To do so, all major stakeholders – including coordinated regulatory efforts to maximise the value of digitalisation for society and across industries – must engage in focused collaboration and determined action. Successful digitalisation will require collaboration between industry leaders, communities and policy-makers. A series of recommendations for both the industry and other stakeholders have been developed:

Recommendations for the industry

Make digital a priority for senior executives: Digital transformation, like any other transformation, needs to be sponsored from the top. This includes setting a clear vision, committing funding and resources, and actively championing the change-management effort associated with it.

Drive a culture of innovation and technology adoption: While not everything will be developed in-house, companies will need to open up to new ideas and ways of working.
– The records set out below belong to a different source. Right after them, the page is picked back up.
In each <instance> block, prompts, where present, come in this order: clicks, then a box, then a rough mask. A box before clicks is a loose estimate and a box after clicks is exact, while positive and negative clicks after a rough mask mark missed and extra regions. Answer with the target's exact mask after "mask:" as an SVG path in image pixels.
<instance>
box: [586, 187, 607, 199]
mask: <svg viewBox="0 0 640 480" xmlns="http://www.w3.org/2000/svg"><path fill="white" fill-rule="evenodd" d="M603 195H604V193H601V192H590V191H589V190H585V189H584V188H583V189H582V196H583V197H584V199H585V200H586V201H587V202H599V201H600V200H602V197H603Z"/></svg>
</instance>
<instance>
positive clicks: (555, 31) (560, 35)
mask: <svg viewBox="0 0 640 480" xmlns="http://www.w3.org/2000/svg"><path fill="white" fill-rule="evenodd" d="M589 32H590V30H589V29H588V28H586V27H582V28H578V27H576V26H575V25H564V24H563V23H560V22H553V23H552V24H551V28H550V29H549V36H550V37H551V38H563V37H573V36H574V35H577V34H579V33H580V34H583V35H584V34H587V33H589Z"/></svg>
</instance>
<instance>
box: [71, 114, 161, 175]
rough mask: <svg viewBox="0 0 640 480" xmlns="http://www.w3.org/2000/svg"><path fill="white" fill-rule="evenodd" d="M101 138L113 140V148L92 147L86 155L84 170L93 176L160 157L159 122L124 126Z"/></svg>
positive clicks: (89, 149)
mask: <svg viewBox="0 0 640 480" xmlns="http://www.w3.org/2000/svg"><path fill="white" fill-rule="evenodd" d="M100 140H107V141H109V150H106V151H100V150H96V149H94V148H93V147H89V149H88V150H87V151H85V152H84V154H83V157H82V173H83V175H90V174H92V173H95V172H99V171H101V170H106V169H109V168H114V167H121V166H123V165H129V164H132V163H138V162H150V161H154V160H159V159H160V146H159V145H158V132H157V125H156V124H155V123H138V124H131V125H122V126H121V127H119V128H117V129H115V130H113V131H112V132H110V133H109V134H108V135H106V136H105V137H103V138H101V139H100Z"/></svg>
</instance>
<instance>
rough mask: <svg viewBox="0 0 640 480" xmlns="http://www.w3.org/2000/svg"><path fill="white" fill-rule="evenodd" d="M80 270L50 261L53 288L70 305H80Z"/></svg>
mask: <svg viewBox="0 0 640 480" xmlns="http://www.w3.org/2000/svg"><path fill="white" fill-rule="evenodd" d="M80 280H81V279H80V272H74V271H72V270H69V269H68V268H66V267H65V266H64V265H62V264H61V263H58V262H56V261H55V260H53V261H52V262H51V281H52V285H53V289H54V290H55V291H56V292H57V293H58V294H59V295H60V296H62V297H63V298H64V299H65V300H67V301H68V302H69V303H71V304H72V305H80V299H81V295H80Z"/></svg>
Invest in human capital and development programmes that promote new, digital thinking: Ultimately, a digital-savvy workforce is both a foundational enabler of transformation and a key driver for maximising value capture.

Put in place a methodical approach for developing and/or industrialising new capabilities: This includes decisions about whether to build or buy capabilities, and a programme-management approach to scale up technology and digital platforms.

Reform the company’s data architecture: Data sits at the heart of digital transformation, so the harmonisation, integration and interoperability of data platforms are critical.

Identify opportunities to deepen collaboration and understanding of sharing-economy platforms: This will allow for sidestepping the potential pitfalls brought by changing customer preferences shaped by the rise of the sharing economy.

Recommendations for policy-makers, governments and broader society

Develop global data standards: This includes policies related to data sharing and security, and encouraging transparency in operations.

Foster an ecosystem for innovation: Policy-makers, governments and wider society have an important role in driving future prosperity. The onus has shifted today onto governments to not only help build the innovation ecosystem, but also innovate within their organisations to unlock value and meet their constituents' ever-changing and diverse needs.

Create clear regulatory frameworks: These will promote the shift towards the low-carbon economy and support a more inclusive society. Such frameworks can contribute to a broader reform agenda for greener, more resilient and inclusive growth.

Data generation, sharing, analysis and storage are important enablers of digital transformation – for example, in adopting the Industrial Internet of Things, or collaborating within the ecosystem.

Governments should ensure that current concerns on the privacy, usage, security and interoperability of data can be resolved. Today, governments are expected to observe the development of digital technologies and be open to a dialogue with the industry on best practices related to collecting, sharing and using data.

Finally, the industry, governments and civil society will not maximise the benefits of digitalisation to the industry, wider society and the environment if they each act separately on these important topics. Instead, addressing digital transformation with a multi-stakeholder approach stands to reap potential gains that have never been greater.

Notes:

1 Upstream: The analysis of upstream has been focused on estimating the impact on a barrel of oil equivalent of production. The analysis has been further divided into the following different oil play areas: (a) Onshore Middle East; (b) Shelf; (c) Onshore Rest of the World; (d) Deepwater; (e) Extra Heavy Oil; (f) US Light Tight Oil; (g) Onshore Russia; and (h) Oil Sands.

2 Midstream: The analysis has been focused on pipeline companies, and the impact has been calculated on operating profits.

3 Downstream: The analysis considered the impact on the refining throughput, as well as the impact that digital could have in increasing throughput or reducing costs.